Walter Wolf was a successful Austrian-born Canadian businessman who had made his fortune through oil drilling. A growing fascination for motorsport brought him to Formula One racing and, in 1976, he bought a controlling interest in Frank Williams Racing, which he then combined with the assets of the recently defunct Hesketh Formula One outfit. Harvey Postlethwaite was hired as chief designer, with driving duties handled by Jacky Ickx and Michel Leclere.
The Wolf-Williams FW05 failed to trouble the scorers all season, despite several changes in the driver line-up. At the end of the year Wolf split from Frank Williams, who went off to found Williams Grand Prix Engineering Ltd, the predecessor of the current Williams team. Wolf brought in Peter Warr, previously of Lotus, to manage the renamed Wolf Racing team for 1977 and lured Jody Scheckter from Tyrrell as lead driver.
The new team would turn out to be the big surprise of the season, with Scheckter taking victory in the first race of the season in Argentina. After a second in South Africa and two third places in the USA and Spain, the South African was soon leading the championship, a position he strengthened with another memorable victory in Monaco, beating Ferrari's Niki Lauda by a whisker to take a second win for Wolf.

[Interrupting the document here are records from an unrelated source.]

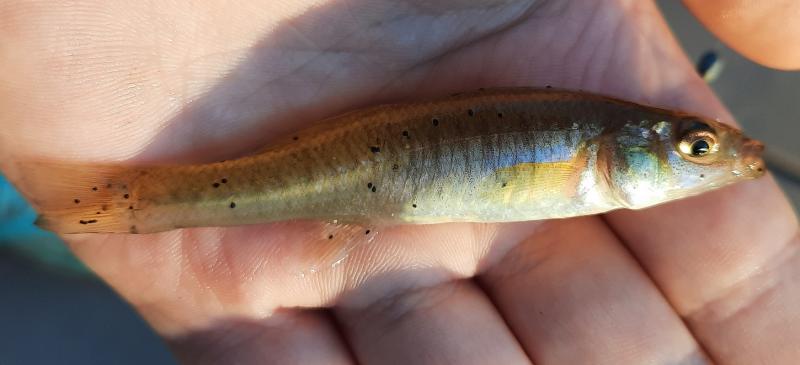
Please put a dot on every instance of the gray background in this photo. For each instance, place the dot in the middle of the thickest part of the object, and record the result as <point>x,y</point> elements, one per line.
<point>50,317</point>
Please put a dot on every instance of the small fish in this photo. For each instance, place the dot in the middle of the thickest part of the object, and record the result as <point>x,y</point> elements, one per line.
<point>498,155</point>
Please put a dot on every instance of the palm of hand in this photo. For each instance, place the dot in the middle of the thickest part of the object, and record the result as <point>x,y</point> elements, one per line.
<point>182,84</point>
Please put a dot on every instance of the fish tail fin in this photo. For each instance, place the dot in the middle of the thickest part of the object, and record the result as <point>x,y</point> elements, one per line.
<point>79,198</point>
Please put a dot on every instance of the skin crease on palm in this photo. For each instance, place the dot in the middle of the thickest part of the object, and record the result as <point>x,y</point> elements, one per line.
<point>714,278</point>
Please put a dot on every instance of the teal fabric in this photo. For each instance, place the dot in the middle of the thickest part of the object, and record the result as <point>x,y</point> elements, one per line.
<point>19,235</point>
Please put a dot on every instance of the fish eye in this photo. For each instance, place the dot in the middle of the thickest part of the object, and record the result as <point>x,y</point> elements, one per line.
<point>698,143</point>
<point>700,147</point>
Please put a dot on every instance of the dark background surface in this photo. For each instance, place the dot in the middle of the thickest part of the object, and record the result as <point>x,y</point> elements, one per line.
<point>53,311</point>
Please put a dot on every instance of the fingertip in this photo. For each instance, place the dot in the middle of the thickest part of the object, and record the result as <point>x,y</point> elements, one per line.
<point>763,31</point>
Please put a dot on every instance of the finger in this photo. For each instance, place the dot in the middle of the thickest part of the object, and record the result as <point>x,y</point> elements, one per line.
<point>287,337</point>
<point>767,32</point>
<point>731,268</point>
<point>450,323</point>
<point>573,295</point>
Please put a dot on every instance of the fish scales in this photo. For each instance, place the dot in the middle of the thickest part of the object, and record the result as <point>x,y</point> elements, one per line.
<point>487,156</point>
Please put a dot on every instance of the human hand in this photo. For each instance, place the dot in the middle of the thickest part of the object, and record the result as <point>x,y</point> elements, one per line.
<point>711,277</point>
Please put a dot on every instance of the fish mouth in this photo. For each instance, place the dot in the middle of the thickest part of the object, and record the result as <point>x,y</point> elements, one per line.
<point>752,162</point>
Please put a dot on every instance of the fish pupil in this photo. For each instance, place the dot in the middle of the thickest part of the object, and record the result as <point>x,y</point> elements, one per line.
<point>700,148</point>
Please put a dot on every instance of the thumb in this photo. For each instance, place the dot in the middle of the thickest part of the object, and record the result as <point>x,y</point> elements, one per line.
<point>763,31</point>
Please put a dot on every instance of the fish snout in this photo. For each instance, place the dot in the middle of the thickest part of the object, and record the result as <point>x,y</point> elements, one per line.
<point>751,158</point>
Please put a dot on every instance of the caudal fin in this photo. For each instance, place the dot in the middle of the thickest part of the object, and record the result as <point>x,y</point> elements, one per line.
<point>78,198</point>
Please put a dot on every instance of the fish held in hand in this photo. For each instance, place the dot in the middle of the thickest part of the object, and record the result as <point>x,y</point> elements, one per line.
<point>496,155</point>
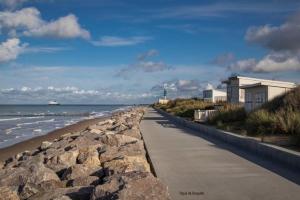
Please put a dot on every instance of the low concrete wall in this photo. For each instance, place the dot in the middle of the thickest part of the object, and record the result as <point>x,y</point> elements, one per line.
<point>276,153</point>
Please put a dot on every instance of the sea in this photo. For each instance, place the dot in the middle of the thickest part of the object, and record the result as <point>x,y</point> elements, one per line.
<point>22,122</point>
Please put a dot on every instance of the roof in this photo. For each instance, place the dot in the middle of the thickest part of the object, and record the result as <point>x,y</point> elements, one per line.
<point>270,82</point>
<point>219,90</point>
<point>274,84</point>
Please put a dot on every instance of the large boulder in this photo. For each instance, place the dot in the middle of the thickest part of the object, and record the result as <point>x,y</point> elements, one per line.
<point>63,160</point>
<point>126,164</point>
<point>84,181</point>
<point>74,193</point>
<point>45,145</point>
<point>7,194</point>
<point>89,156</point>
<point>117,140</point>
<point>132,132</point>
<point>133,186</point>
<point>80,170</point>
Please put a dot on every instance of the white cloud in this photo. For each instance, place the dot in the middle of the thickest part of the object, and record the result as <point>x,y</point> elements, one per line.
<point>64,27</point>
<point>10,49</point>
<point>223,59</point>
<point>283,37</point>
<point>183,88</point>
<point>68,94</point>
<point>12,3</point>
<point>273,62</point>
<point>143,64</point>
<point>112,41</point>
<point>28,22</point>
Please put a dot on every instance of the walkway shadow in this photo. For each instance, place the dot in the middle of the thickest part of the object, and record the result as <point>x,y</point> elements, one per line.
<point>280,169</point>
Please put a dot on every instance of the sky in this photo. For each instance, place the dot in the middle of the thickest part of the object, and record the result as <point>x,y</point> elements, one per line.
<point>127,51</point>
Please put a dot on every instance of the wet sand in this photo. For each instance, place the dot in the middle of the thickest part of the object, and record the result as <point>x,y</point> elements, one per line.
<point>35,142</point>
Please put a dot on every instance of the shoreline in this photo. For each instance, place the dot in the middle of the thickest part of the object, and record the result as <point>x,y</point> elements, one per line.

As the season progressed, Lauda fought back with a series of dominant performances, and he had already been crowned drivers' champion before the Canadian Grand Prix, then the penultimate race of the year. But Scheckter was still racing for honour, if nothing else, and put in a strong performance to take himself from ninth on the grid to victory at the flag.
It was a race of attrition - 12 cars of the original 25 starters were classified as having finished, but of these only seven were still running at the flag. It would turn out to be Wolf's final Grand Prix victory, although it was enough to take the team to fourth place in that year's constructors' championship, with Scheckter taking second in the drivers' standings.
The Wolf team never enjoyed a similar level of success again, although it continued to race until 1980 before being sold to Emerson Fittipaldi.